All posts

Zig / Strings in 5 minutes

Posted On 01.04.2022

Just like C/C++, you can define a string in Zig with an array of bytes or as a null-terminated string literal.

var s = "hello"; // *const [5:0]u8
var s = [_]u8{'h', 'e', 'l', 'l', 'o'}; // [5]u8

You can reference to any byte in the string just like an array:

var s = "hello";
s[2] == 'l' // true

Or reference to a substring as a slice:

s[1..3] == "ell"
s[1..] == "ello"

Note that these references are to the bytes not the characters:

var s = "Đ";
s[0] == '\c4'
s[1] == '\90'

For better Unicode supports, you should look at libraries like zigstr and ziglyph.

You can use the array concatenation ++ operator to combine two strings together:

const a = "hello";
const b = "world";
const c = a ++ b;
c == "helloworld" // true

Get the length of a string by .len:

var len = c.len;
len == 10 // true

Since Zig is a very simple language, there’s nothing such as built-in String type, so you gotta manipulate strings manually, just like C. But you can use some help from std.mem.

For example, we can use std.mem.indexOf to find the byte offset of some content in a string:

var found = std.mem.indexOf(u8, c, "w");
found == 5 // true

Or if you want to split a string into multiple substrings, std.mem.split will return an iterator for it:

var s = "hello world this is a test";
var splits = std.mem.split(u8, s, " ");
while (splits.next()) |chunk| {
  std.debug.print("{s}\n", .{chunk});
}

The output would be:

hello
world
this
is
a
test

When s is defined as a string literal, they will be stored as a null-terminated byte array in a global data section in the executable after compilation process.
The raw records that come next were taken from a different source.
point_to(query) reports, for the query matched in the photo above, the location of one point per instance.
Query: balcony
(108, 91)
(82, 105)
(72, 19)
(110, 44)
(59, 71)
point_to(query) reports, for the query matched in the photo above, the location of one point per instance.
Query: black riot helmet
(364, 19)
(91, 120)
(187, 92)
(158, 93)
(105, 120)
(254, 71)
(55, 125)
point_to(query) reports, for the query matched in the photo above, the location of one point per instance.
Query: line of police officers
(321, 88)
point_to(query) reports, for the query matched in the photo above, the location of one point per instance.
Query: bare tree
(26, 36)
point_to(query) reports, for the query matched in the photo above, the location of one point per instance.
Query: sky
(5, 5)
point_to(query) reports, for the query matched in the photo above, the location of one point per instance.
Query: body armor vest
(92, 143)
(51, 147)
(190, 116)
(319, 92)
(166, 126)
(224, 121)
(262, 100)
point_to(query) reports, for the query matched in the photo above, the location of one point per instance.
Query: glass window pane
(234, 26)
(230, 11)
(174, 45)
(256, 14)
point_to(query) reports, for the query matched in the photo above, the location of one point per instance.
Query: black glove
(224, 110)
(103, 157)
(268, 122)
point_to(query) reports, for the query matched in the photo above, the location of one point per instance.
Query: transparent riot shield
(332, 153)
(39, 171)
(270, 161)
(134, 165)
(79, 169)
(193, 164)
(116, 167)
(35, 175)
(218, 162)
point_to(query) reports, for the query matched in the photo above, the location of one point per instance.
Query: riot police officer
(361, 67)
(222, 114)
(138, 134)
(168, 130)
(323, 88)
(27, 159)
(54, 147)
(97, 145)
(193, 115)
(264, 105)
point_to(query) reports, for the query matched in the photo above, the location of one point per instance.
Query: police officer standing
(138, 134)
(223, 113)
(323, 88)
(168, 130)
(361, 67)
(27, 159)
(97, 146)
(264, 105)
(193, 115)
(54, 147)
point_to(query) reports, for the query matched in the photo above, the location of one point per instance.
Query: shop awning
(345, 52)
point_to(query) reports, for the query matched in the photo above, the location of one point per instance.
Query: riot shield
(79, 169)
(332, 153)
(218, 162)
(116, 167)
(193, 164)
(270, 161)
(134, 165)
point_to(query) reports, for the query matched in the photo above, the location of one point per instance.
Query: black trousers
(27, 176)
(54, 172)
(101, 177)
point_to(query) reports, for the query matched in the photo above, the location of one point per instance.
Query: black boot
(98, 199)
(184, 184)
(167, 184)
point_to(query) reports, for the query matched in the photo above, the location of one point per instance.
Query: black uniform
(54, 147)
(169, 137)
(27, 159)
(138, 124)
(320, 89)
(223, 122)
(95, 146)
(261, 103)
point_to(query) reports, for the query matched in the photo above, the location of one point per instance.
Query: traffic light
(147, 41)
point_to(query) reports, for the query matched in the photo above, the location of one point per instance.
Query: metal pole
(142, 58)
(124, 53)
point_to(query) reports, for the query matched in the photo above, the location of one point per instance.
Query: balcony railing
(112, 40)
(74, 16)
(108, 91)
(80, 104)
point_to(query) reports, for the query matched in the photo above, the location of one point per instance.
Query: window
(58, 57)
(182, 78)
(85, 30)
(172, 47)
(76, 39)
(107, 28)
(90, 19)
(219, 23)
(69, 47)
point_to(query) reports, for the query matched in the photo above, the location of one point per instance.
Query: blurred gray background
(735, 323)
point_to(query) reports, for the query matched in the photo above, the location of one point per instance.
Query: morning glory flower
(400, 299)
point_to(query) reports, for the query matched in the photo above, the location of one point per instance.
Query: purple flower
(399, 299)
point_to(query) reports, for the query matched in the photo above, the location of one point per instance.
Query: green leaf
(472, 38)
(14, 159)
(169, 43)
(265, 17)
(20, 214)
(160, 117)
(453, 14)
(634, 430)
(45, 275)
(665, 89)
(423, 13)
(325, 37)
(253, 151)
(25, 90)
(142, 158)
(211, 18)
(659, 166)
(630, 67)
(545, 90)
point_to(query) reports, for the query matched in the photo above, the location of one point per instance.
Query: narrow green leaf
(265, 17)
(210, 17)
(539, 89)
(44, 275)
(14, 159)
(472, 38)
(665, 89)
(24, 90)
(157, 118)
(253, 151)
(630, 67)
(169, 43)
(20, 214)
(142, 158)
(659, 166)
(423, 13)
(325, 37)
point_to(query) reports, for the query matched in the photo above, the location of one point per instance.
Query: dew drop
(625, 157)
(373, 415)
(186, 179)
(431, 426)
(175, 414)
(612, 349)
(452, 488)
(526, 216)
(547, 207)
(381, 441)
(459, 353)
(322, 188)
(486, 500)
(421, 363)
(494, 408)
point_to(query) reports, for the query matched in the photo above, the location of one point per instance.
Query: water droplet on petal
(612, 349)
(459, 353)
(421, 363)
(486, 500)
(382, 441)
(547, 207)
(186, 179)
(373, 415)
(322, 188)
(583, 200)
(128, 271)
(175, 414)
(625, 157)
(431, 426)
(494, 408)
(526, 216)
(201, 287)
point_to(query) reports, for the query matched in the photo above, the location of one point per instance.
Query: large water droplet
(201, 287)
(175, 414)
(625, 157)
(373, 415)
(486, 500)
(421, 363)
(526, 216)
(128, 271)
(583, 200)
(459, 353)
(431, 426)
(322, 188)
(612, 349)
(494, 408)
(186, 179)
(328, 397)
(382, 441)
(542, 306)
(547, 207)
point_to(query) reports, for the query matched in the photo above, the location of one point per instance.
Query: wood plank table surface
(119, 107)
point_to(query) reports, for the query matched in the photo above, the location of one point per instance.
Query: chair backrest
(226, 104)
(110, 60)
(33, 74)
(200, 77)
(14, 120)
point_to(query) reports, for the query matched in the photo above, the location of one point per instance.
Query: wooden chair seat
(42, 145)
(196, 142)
And what you get is a pointer to that byte array *const [N:0]u8 (N is the length of the string and :0 indicates null termination).

And you can’t mutate the literal string’s content like this:

var s = "good morning";
s[0] = 'm'; // error: cannot assign to constant

In order to do so, you must dereference it with .* operator, a new copy of the string will be created as an array so you can mutate it:

var s = "good morning".*;
s[0] = 'm';
s == "mood morning" // true
std.mem.reverse(u8, s);
s == "gninrom doom" // true

Also, you can dynamically create a formatted string with std.fmt:

const allocator = std.heap.page_allocator;
var distance: i32 = 7857;
var str = std.fmt.allocPrint(allocator, "SJC-SGN Distance = {d} miles", .{distance}) catch "format failed";

Thank you so much, everyone on Reddit and Lobsters, for the great feedbacks and discussions that helped me improve this article!!!